Semua tingkat pendidikan mulai dari dasar, menengah dan tinggi juga menyangkut gaji guru/dosen, pengadaan infrastruktur, sarana dan prasarana pendidikan seluruh pembiayaannya menjadi kewajiban negara. Jadi Negara akan menyediakan guru terbaik untuk mendidik dan mencerdaskan generasi masa depan, juga memastikan agar guru menerima gaji yang layak tanpa harus ada tambahan maupun tunjangan tertentu.
Dalam sejarah masa Khilafah Abbasiyyah ternyata gaji guru sangat fantastis dibanding jaman sekarang. Pada saat itu gaji guru yaitu 1.000 Dinar pertahun atau kurang lebih 83,3 Dinar perbulan. Bila nilai 1 Dinar adalah 4,25 gram emas sedangkan saat ini harga emas Rp.1,5 juta/gram, artinya gaji guru pada masa itu kurang lebih Rp.6,375 miliar pertahun atau Rp 531 juta setiap bulan.

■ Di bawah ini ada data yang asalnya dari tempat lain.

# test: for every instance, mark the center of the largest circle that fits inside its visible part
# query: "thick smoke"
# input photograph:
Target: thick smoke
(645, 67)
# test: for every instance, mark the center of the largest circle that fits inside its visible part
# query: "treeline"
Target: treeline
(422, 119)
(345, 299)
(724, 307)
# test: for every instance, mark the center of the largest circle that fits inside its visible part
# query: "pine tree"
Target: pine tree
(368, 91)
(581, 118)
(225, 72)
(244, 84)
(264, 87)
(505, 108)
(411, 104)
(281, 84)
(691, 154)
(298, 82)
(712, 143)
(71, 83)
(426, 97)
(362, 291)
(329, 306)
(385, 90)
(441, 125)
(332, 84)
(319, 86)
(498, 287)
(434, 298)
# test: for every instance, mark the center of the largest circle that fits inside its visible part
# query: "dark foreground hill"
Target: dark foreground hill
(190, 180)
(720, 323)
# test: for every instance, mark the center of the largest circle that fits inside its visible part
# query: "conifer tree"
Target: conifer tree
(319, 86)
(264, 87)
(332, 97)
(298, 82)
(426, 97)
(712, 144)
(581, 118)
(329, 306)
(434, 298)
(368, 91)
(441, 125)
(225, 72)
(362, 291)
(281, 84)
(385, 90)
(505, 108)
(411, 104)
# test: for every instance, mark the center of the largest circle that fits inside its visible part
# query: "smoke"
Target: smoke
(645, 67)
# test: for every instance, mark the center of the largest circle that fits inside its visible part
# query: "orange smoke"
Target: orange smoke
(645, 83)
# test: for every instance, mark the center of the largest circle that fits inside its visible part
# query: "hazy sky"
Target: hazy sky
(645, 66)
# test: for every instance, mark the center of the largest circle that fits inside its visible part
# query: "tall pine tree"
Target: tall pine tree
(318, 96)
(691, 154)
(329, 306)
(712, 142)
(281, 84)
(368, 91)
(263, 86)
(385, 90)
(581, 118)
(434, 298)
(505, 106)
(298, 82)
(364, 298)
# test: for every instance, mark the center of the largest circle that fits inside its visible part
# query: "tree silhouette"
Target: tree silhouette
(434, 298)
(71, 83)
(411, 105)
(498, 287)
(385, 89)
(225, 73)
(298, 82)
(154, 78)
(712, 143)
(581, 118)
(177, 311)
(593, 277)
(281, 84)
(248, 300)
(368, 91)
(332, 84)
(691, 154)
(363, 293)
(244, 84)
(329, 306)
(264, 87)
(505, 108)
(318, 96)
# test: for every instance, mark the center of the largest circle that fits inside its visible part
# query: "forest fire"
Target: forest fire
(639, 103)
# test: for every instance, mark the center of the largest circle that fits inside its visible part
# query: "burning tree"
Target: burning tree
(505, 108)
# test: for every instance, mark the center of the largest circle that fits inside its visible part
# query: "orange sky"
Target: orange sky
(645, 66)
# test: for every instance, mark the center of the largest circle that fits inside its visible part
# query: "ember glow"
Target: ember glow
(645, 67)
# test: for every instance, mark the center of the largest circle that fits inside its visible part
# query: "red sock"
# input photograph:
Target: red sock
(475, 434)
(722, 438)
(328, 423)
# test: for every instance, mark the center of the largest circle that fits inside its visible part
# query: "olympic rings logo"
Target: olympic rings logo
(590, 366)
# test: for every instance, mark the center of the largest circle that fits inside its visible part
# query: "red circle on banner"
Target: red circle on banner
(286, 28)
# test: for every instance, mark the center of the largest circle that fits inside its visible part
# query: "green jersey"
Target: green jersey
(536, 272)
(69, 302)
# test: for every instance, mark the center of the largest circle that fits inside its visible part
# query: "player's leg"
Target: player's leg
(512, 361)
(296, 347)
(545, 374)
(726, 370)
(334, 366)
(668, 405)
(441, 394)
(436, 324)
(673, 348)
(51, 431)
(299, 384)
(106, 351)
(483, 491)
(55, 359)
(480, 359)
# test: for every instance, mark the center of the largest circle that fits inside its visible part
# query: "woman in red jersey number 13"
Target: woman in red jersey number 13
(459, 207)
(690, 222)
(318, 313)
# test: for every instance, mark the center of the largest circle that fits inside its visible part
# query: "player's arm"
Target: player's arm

Itulah sebuah gambaran kesejahteraan guru pada masa peradaban Islam. Guru dan ulama dikenal dengan sebutan pahlawan dengan tanda jasa penuh sehingga guru juga ulama sangat diperhatikan, dimuliakan dan dihargai jasa-jasanya. Sungguh kita rindu akan kepemimpinan Islam yang dapat mensejahterakan rakyat dan guru termasuk didalamnya.
Wallahu'alam bishshawwab.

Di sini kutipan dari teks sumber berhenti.